An interlude from the Republic of Boredom...
Why did the chicken cross the road?
ARISTOTLE: It is the nature of chickens to cross the road .
GEORGE W. BUSH: We don't really care why the chicken crossed the road. We just want to know if the chicken is on our side of the road or not. The chicken is either with us or against us.
There is no middle ground here.
DONALD RUMSFELD: Now to the left of the screen, you can clearly see the satellite image of the chicken crossing the road.
ALBERT EINSTEIN: Did the chicken really cross the road, or did the road move beneath the chicken?
COLONEL SANDERS: Did I miss one?
JOHN LENNON: Imagine all the chickens in the world crossing roads together - in peace.
Ever fancied playing chicken? ...Close your eyes and pray!
Labels: daft stuff
14 Comments:
The chicken crossed the road because it was practicing to become a Roman Catholic?
Because it wanted to read the sign telling it how long it could park its car..
Because it was very angry with the road...
thanks for the laugh....
my across-the-street neighbor housed his chicken, for a period of time, on my property in exchange for weed-wacking and such.
the arrangement broke down because the chicken kept getting out and crossing the road, which meant whoever was driving by had to park and come and tell me that "my" chicken was out playing in the road again.
Caro, a chicken with road rage?
Hayden, amusing anecdote!
I've never wacked weeds before! What is that?
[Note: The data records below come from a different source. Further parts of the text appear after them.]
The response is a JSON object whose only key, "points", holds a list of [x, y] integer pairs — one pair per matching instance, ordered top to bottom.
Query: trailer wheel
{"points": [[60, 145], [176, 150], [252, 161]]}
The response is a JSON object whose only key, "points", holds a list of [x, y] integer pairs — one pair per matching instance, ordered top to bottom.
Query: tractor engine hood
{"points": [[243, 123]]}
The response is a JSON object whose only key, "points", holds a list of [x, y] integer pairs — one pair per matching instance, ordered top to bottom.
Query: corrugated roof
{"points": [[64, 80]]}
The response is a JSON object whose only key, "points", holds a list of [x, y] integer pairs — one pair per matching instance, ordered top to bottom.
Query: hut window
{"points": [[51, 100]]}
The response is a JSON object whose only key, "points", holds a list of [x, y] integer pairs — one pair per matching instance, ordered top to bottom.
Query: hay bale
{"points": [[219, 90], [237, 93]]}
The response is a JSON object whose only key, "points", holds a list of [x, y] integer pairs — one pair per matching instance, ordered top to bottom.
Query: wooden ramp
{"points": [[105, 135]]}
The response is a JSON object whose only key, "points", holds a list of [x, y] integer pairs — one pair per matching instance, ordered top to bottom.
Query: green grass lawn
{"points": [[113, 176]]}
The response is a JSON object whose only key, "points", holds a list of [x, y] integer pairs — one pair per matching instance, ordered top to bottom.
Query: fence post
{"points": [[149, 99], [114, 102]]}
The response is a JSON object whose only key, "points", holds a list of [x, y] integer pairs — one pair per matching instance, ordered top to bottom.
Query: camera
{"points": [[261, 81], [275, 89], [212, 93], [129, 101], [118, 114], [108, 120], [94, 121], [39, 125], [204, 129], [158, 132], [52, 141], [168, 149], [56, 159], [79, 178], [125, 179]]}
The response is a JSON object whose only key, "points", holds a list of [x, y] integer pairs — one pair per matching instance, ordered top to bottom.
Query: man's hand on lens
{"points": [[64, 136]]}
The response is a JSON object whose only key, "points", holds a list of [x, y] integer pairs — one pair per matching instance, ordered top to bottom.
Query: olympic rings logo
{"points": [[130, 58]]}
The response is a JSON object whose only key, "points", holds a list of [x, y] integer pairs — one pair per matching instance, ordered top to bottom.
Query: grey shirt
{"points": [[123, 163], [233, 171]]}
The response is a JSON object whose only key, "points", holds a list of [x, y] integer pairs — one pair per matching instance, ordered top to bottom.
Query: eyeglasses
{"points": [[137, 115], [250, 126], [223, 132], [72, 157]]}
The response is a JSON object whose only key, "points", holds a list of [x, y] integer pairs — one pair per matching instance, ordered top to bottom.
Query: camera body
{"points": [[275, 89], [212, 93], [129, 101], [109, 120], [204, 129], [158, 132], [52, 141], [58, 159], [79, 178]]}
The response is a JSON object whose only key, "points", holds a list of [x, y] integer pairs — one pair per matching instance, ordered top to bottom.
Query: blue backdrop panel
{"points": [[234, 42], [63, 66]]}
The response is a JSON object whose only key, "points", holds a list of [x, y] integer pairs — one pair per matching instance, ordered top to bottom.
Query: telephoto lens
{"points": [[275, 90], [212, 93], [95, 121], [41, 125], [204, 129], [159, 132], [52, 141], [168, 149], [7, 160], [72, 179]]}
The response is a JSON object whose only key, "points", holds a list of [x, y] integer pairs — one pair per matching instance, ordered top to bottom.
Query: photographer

There are more chickens than humans on the planet!
Which Came First???
According to National Geographic, scientists have settled the old dispute
over which came first --
the chicken or the egg.
They say that reptiles were laying eggs millions of years before
chickens appeared, and the first chicken came from an egg laid by a bird that was not quite a chicken. That seems to answer the question. The EGG came first
SID VICIOUS: "Because he was stapled to my face! Hah! Uhhh! Hey, man...like...got any heroin?"
H.E. don't forget to add to that all those humans who are chickens! No wonder the world is fowl!
Quite an omelette, this old dispute but these eggheads may be right after all.
Sal, can you imagine anyone ever ruffling Sid's feathers?
Had to be a hero on heroin! Sex on the brain, again!
scary vid. There are some crazy peeps around!
humm... weed wackers.... it's a motor-driven thing on a pole... the head (at the end of the pole that you hold parallel to the ground) has a plastic string that wacks around in a circle and cuts the weeds... oh, wait... maybe you know them by the name of string trimmer.
but then, if you're sufficiently urban, you may never encounter them. I didn't discover them until I moved out of SF proper.
Crazy vid. I would've pee'd my panties and cried!
I know Lettie! Some crazy peeps who are too chicken to cross the road!!!
Thanks Hayden! Explains a lot!
Christine, go and get changed right now!
Great video! Where I live crossing the road can be kind of like that too.
Oooh, Hayden, I hate those weed whackers...whipper snapper...they are loud, obnoxious. I didn't know chickens whacked weeds.
No chicken don't get a chance to cross them roads here, Cream. A car would whack it down and before you know it, it's curry in somebody's pot.
Great vid Cream, the nearest to traffic we get is a tractor and err maybe a chicken....could tell a joke but may be a bit rude!
great post marra
I wasn't sure we were going to make it.